《计算机体系结构》Chapter1 读书笔记



Introduction

This text is about the architecture ideas and accompanying compiler improvements that made the incredible growth rate possible in the last century, the reasons for the dramatic change, and the challenges and initial promising approaches to architecture ideas, compilers, and interpreters for the 21st century. At the core is a quantitative approach to computer design and analysis that uses empirical observersions of programs, experimentation, and simulation as its tools.

growth_in_processor_performance

The figure above shows that the combination of architectural and organizational enhancements led to 17 years of sustained growth in performance at an annual rate of over 50% from 1986 to 2003. And the effect of this dramatic growth rate has been fourfold.

  • enhanced the capability available to computer users;
  • new classed of computers;
  • the dominance of microprocessor-based computers across the entire range of computer design;
  • software development, trade performance for productivity.

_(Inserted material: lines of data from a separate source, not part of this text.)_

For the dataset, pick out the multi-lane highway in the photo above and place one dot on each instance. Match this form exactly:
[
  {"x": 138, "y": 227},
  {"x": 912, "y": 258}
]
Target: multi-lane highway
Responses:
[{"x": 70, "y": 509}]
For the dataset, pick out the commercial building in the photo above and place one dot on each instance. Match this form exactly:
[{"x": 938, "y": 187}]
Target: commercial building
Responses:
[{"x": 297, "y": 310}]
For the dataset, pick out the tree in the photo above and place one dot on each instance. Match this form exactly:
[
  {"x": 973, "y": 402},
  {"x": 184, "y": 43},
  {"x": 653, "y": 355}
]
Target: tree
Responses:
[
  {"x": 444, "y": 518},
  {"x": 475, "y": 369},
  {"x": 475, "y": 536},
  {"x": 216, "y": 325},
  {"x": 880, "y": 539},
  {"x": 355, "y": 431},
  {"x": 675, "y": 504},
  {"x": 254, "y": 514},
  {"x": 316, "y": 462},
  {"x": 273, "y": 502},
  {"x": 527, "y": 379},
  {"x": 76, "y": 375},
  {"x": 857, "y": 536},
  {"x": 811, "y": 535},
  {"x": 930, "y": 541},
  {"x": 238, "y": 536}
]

Since 2003, single-processor performance improvement has dropped to less than 22% per year, due to two reasons:

  1. how to deal with power dissipation of aircooled chips;
  2. the lack of more instruction-level parallelism to exploit efficiently.

Indeed, in 2004 Intel canceled its high-performance uniprocessor projects and joined others in declaring that the road to high performance would be via multiple processors per chip rather than via faster uniprocessor.

为了获得更高性能的处理器,应当提高一个芯片上集成的核心数目,而不是加快单核处理器的速度。

Now that, we must switch from relying solely on instruction-level parallelism (ILP) to data-level parallelism (DLP) and thread-level parallelism (TLP), and also warehouse-scale computers and request-level parallelism (RLP).

  • implicitly parallel: ILP;
  • explicitly parallel: DLP, TLP, RLP.

Classes of Computers

five different computing markets, each characterized by different applications, requirements, and computing technologies.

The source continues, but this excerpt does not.